Yes, you can use the Stacked Conditional task.
 
Yes, you can use the Stacked Conditional task.

Perfect in theory but the conditional task cannot reference my dynamic variables.

In the screenshot you can see I use the same conditional before the stacked conditional.

In the stacked conditional, "workplace" is null, but in the conditional to the left of it "workplace" has the correct value.

1631868919420.png
 
Last edited:
I just tested the stacked conditional with dynamic variables and it worked. Are you using the fast enter to playmode? If so it could be related to this and I'll send you a fix.
 
I just tested the stacked conditional with dynamic variables and it worked. Are you using the fast enter to playmode? If so it could be related to this and I'll send you a fix.

I re-use that same dynamic variable in several places in the tree, so I dont think that is the issue, "workplace" is used in 6 of those successful nodes but fails when it gets to the stacked conditional:
1631957832349.png



I am getting some really strange results. If I take the variable that fails "workplace" and assign it to another variable using a set-node, it works fine. But the workplace variable is not the issue because I use that in another 7 nodes in that same tree. Very confusing. I guess I can use this hack for now.

Thanks for always trying to help.

1631956830669.png
 
Last edited:
I just tested the stacked conditional with dynamic variables and it worked. Are you using the fast enter to playmode? If so it could be related to this and I'll send you a fix.

Even weirder, as long as I use a "Set Shared Game Object" node first, even the "workplace" variable (target value) works.
 
Can you send me a small repro scene so I can take a look at it? The only other thing that I can think of is that the dynamic variable type is different between the tasks so then it won't be shared.
 
Can you send me a small repro scene so I can take a look at it? The only other thing that I can think of is that the dynamic variable type is different between the tasks so then it won't be shared.

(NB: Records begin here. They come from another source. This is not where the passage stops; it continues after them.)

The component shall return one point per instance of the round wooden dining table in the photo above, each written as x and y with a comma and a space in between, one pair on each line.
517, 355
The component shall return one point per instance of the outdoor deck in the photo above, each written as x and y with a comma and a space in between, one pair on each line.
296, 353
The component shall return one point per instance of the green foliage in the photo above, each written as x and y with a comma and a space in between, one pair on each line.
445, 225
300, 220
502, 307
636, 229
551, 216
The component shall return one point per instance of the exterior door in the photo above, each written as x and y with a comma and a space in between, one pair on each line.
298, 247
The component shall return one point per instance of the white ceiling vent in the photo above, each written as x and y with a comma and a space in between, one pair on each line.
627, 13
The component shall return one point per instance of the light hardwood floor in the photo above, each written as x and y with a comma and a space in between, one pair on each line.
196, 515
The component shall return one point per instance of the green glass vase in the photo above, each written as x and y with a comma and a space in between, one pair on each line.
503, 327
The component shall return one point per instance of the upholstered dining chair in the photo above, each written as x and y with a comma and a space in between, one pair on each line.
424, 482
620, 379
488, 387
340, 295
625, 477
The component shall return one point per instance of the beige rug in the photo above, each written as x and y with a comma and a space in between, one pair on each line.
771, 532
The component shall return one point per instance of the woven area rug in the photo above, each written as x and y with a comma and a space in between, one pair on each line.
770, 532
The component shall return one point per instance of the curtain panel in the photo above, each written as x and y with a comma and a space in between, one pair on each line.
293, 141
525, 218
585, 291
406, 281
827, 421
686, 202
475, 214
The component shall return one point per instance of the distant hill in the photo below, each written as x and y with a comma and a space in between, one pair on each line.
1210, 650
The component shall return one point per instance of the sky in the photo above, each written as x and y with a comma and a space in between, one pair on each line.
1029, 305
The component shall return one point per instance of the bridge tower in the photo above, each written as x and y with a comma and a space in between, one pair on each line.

I kind of solved this, I guess? It seems using the name "workplace" for the dynamic variable was the issue. I use it in other external trees as well, but I thought that wouldnt have any effect since the trees are never run at the same time (can only have 1 workplace). Changing the name to "clownfaceshitshitshit" solved it. Might have to refactor eventually tho
 
Ahh, that makes sense. When the tree loads it replaces all of the shared variable instances with that name so it looks like the multiple external trees was the issue. For situations like this I recommend using regular variables instead of dynamic variables to make it easier to track.